Now more than ever before the security practitioner needs to learn important lessons about change.  We must not only adapt to change, but we must embrace it.  Our turbulent world demands a level of comprehension about change which at times seem uncomfortable even unbearable and traumatic.  An example of such change can occur during the merger and acquisitions (M&A) between two organizations.  The security strategist must not only participate in the due diligence process to ensure minimal risk to the acquiring company, it must go beyond to determine how the new structure would affect the security organization at all levels.  My own change management ritual involves the study of the different industries that impact my employer to ensure that I have the least blind spots possible about potential risks.  It ensures that I can manage possible change scenarios, which in turn minimizes their impact since having awareness automatically triggers strategic plans to mitigate undesirable effects. It also increases internal and external understanding of the forces that influence my environment increasing my effectiveness and as my role becomes more significant I become a change agent which helps influence transformation.

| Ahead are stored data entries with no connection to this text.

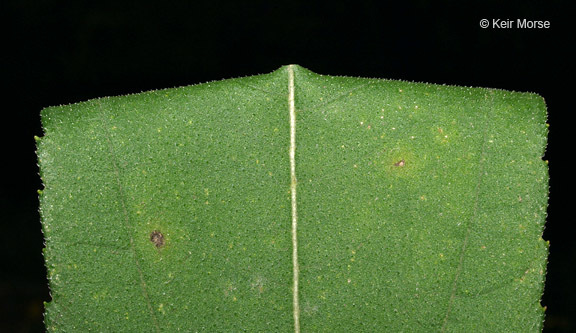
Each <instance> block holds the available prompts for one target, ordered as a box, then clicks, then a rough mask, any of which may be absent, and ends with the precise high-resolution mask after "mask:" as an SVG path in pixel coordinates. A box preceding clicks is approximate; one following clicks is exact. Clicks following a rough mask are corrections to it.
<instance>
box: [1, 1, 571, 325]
mask: <svg viewBox="0 0 576 333" xmlns="http://www.w3.org/2000/svg"><path fill="white" fill-rule="evenodd" d="M573 9H574V6H573V5H572V4H571V3H570V2H568V1H555V2H551V1H549V2H544V1H542V2H538V1H508V2H500V1H483V2H481V3H477V4H473V3H462V2H457V1H444V2H439V1H410V2H393V4H385V3H384V2H382V1H365V2H353V1H342V2H338V3H329V4H328V3H327V4H318V3H314V2H312V1H307V2H303V3H300V4H296V3H295V2H294V1H253V2H250V3H249V4H248V3H246V2H241V1H219V0H213V1H180V2H177V1H148V0H140V1H97V2H82V1H29V0H21V1H15V0H9V1H4V2H2V4H0V24H1V26H2V30H1V31H2V32H3V38H2V40H3V43H2V44H4V48H3V49H4V51H3V52H2V53H0V57H1V61H0V66H1V67H0V68H1V74H2V80H1V82H2V83H1V84H2V86H1V90H0V91H1V93H2V100H3V101H4V102H6V101H8V104H7V105H6V104H5V107H4V108H3V112H2V116H1V118H0V119H1V120H0V124H1V130H0V133H1V138H0V145H1V146H2V154H1V155H0V156H2V157H1V158H2V163H1V165H2V168H1V171H2V172H1V173H0V223H2V226H1V228H2V229H1V230H2V237H1V238H2V241H1V242H0V246H1V247H2V249H1V253H2V261H1V262H2V265H1V269H0V312H1V313H0V331H2V332H41V331H43V329H44V326H43V323H42V313H43V302H44V301H49V299H50V296H49V291H48V286H47V279H46V270H45V267H44V262H43V257H42V248H43V239H42V232H41V225H40V221H39V214H38V198H37V190H38V189H41V188H42V184H41V181H40V179H39V176H38V169H37V166H36V156H35V142H34V136H35V135H37V136H42V130H41V127H40V119H39V113H40V110H41V109H42V108H43V107H47V106H52V105H59V104H68V103H73V102H78V101H83V100H86V99H90V98H95V97H102V96H107V95H122V94H129V93H136V92H140V91H145V90H150V89H158V88H169V87H174V86H181V85H188V84H196V83H201V82H206V81H211V80H219V79H223V78H232V77H238V76H245V75H253V74H259V73H267V72H271V71H273V70H275V69H277V68H278V67H280V66H282V65H286V64H292V63H295V64H299V65H301V66H303V67H306V68H308V69H310V70H312V71H314V72H317V73H321V74H329V75H349V76H364V77H378V78H390V79H402V80H410V81H424V82H431V83H440V84H450V85H465V86H482V87H492V88H502V89H507V90H516V91H530V92H536V93H538V94H540V95H542V96H543V97H544V98H545V99H546V101H547V105H548V110H549V123H550V137H549V147H548V150H547V153H546V156H545V157H544V159H546V160H549V166H550V175H551V180H550V185H551V194H550V202H549V203H550V206H549V218H548V223H547V226H546V230H545V234H544V239H546V240H549V241H550V243H551V247H550V251H551V254H550V263H549V265H548V275H547V281H546V290H545V294H544V298H543V300H542V304H543V305H546V306H547V308H548V309H547V319H546V322H545V331H546V332H574V331H576V321H575V319H574V317H573V315H574V314H575V313H576V301H575V299H574V297H575V296H576V292H575V291H576V290H575V289H576V287H575V284H574V283H573V282H574V281H576V262H575V260H574V258H575V257H576V242H575V241H574V240H573V238H574V236H573V231H574V228H573V227H572V226H571V223H572V221H571V220H570V219H569V218H566V217H567V216H571V215H572V214H568V209H569V207H570V204H569V202H568V200H569V199H570V198H571V196H569V195H568V193H569V191H568V190H569V188H570V186H571V185H570V184H569V182H568V180H572V179H573V176H572V175H571V174H569V173H568V168H569V167H570V166H571V163H570V162H569V161H568V159H569V155H571V153H572V152H571V151H572V147H571V146H572V143H573V138H572V135H571V134H572V133H570V130H569V129H568V126H569V124H570V121H569V120H568V115H569V114H571V113H573V110H572V109H573V106H572V104H574V103H569V98H572V95H571V93H570V92H569V89H571V84H572V81H573V80H574V77H575V75H574V74H575V71H574V59H575V57H574V51H572V49H571V46H572V45H571V44H573V42H574V26H573V24H574V23H573V18H572V17H571V16H572V15H573V13H574V11H573ZM483 18H486V19H489V20H492V19H498V18H500V19H511V20H516V19H524V18H525V19H529V20H548V21H550V23H551V27H550V28H548V29H519V28H514V29H496V28H492V27H490V28H486V29H483V28H481V27H480V25H479V22H480V19H483Z"/></svg>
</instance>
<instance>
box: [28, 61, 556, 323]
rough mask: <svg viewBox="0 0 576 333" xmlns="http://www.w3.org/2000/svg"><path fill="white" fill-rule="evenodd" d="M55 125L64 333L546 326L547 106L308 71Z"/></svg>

To the basic level of operation we always preach that habits are our worst enemy.  Whether it is conducting patrol routes around a compound or supervising staff in remote locations there is a simple maxim “don’t be predictable”.  In essence strategy encompasses the use of stratagem to obtain results without alerting our enemies.  As the “Lord Fabrizio Colonna”, Niccolò Machiavelli’s alter ego in his classic work “The Art of War”, which details how an army ought to be raised, trained, organized, deployed and employed; a security practitioner should be able to postulate and articulate a cohesive security strategy and structure. For that purpose the security strategist should actively recruit talent, design and developed industry/company appropriate training and subsequently position staff to tackle the company’s toughest PARB protection challenges.  It is in Machiavelli’s concept of “Virtù”, whereby he describes the “strategic prowess of the general who adapts to different battlefield conditions as the situation dictates”; that I draw upon to lend credence to the fact that the security practitioners must possess many layers of knowledge and personality to succeed.       

It is incumbent upon the 21st Century Security Strategist to learn how this skill can be used to set strategic plans, which “At its core, strategic planning is nothing more than a formalized process for setting goals based on business objectives and then mapping out how to accomplish those goals—over the coming years, not months.” It would require that you’re in line with business “big picture thinking” or its long term over-the-horizon plans to get to know which direction the business is going.  This would enable you to develop roadmaps and compass to guide through the right development path.  This is followed by conducting risk assessments; whereby you identify the weaknesses and strengths of your operation in light of your gaps and exposures.  The risk assessments are a good opportunity to test the vulnerability present in existing countermeasures as well as gage what is needed to close those gaps. Next you need to make your team part of both the strategic, but also the tactical plans.  For that reason you need to “Set measurable goals” that would anchored you plans on solid business grounds.  Remember that information generated by security efforts that is not “measurable, doable and repeatable” would blunt your impact. In other words security metrics must be collected, analyzed, applied and disseminated to the business leadership. 

In conclusion both classic works “The Art of War” from Sun Tzu and Niccolò Machiavelli are instrumental for the 21st Century Security Strategist to develop and implement protection theories today.  Whether we’re applying tactical dispositions to tackle specific protection issues or implementing an overarching security strategy we have a wide range of knowledge to draw upon to enrich and improve our protection efforts.